The outcome for the human-worm analysis was quite different. Based on a 50% orthology support cutoff, HOPS assigns 74 % of the orthologs correctly. RIO, on the other hand, found 26% of the orthologs in the test set. In 26% of the cases, RIO gave a score of 0 to a sequence pair that was orthologous by HOPS.

An analysis of the corresponding sequence trees shows why orthology inference with a complete species tree as done by RIO fails to find most of the orthologs (Fig. 5B). In these cases, the trees do not follow the “Ecdysozoa” phylogeny in the species tree used by RIO, which places C. elegans in a clade with arthropods. The fly sequences in these trees are in the same clade as the H. sapiens sequences, and the nematode sequences are basal to both—representing the “Coelomata” hypothesis (Fig. 3).

In this combination of gene and species tree, the tree reconciliation algorithm will assign the human and the worm sequence to be paralogous. In HOPS, the fly sequences are not included for the human-worm analysis; therefore, the orthologous sequence is correctly assigned.

Results for the H. sapiens-S. cerevisiae Test Set

In the human-yeast analysis, HOPS assigned 78% of the orthologs correctly, RIO 31%. The reasons for this difference are summarized in Figure 5C. In 68% of these cases, the sequence trees did not reflect the species tree used by RIO, which places plants as an outgroup to a fungi/metazoa clade. For the human-yeast analysis, horizontal transfer of genes into intracellular parasites prevents tree reconciliation with a complete species tree from finding the correct ortholog.
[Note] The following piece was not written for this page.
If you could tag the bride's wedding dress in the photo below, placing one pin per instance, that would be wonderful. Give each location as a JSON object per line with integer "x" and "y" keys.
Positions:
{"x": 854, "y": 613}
In 14% of the missed orthologous relations, bacterial or Plasmodium sp. sequences were on a branch with either yeast or human, thus breaking the orthology assignment.

False Negatives in HOPS

Figure 6 summarizes the cases in which HOPS failed to find the correct ortholog from the test set (all of these orthologous relations were also not found by RIO). In nearly one-fifth of the cases, this was caused by rooting problems. This can happen in small domain families with varying rates of evolution among the lineages. Then the mid-tree rooting method used might place the root in the wrong branch.

Figure 6.

Figure 6

Analysis of the 30 orthologous relations in the test set HOPS fails to find. The labels describe the reason for the misassignment. Of the 13 cases in which the HOPS clustering scheme is not reflected, eight go back to a single-domain family, the SM domain. Here the S. cerevisiae orthologs evolved much faster than the corresponding S. pombe ortholog. This leads to a tree in which only the S. pombe sequence is assigned as orthologous, but not the S. cerevisiae sequence. Other reasons are wrong rooting (five cases) of the tree and general low bootstrap support for the whole sequence family.

Nearly all (12 out of 13) of the cases in which the HOPS clustering scheme is not reflected by the gene tree come from a misplaced Schizosaccharomyces pombe sequence. More than 60% (eight out of 13) of these cases are observed in a single domain family (the SM domain). For instance, in the phylogenetic tree for the SM family, the S. cerevisiae LSM6_YEAST sequence appears as an outgroup to an S. pombe + metazoan clade. Therefore, both methods assign orthology between the S. pombe and the human LSM6 but not between S. cerevisiae and human. Trees reconstructed with MrBayes (data not shown) give the same results. This indicates that this behavior does not originate from an error specific to the tree reconstruction method used in HOPS. For the SM family, the S. cerevisiae sequences show an elevated rate of evolution. In combination with the relative shortness of the alignment (111 residues), this might explain why none of the tree methods reconstructs the correct tree: a monophyletic S. pombe and S. cerevisiae branch basal to the metazoan clade.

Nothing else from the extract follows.